Businesses, of course, love the smart city idea and see a huge opportunity to expand their footprint. However, policymakers and other stakeholders would like to balance growth imperatives with sensitivity towards environmental concerns.

Even as there can no debate that growth is needed to create jobs for our youngsters, it has to be done in the right manner and the tricity, in many ways, could be the trendsetter.

While there is a suggestion from some quarters that new cities is the answer to all concerns, there is evidence to suggest that significant, small changes in the way we live can be enough to bring about a transformation in the use of energy, resulting in increased efficiency, and hence smarter cities.

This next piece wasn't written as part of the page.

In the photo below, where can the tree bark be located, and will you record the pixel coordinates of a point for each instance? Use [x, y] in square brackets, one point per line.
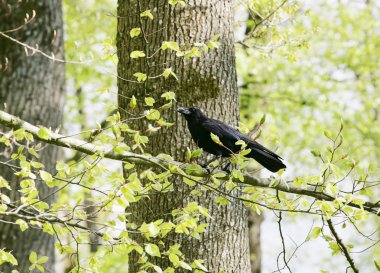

These lifestyle changes would have to be made for the betterment of future generations. In some cases, these would seem like a regression, but are nothing more than little shifts in routine, like bathing at a particular time when dependent on solar panels for hot water. At a recent conference in the city on this subject, policymakers and industry representatives deliberated on the way technology and the increased need for energy-efficiency can come together to create better cities. The way new cities can be built and conceptualised was also discussed.

The fundamental way in which we can contribute to a smarter home is by making small changes to its design. This is not easy, but doable.

“We must install solar panels and use this energy, whenever possible, in our daily chores. Public transport remains the key and in some of the new construction projects in the city, complexes need to be integrated to encourage people to walk. Some of the rules enforcing a ban on mixed land use must go,” said a participant at the conference, who runs a design consultancy firm.

He added that 20,000 homes were being constructed in 14 cities as a pilot project in association with the National Housing Bank, a RBI-owned organisation. He claims that the cost of a new 800-square-feet home goes up by less than 5%, if the dwelling was to be smart, based on design parameters.

Some of the design norms include studying the shading requirement of the location, top-floor roof insulation, cross-ventilation and minimal use of glass in construction.

Important businesses in the region like dairy could also be made more energy-efficient and smarter by process analysis and the benefits outweigh the cost by a large multiple, experts have been saying for long. The question is, how many will take the plunge and pledge to be smart?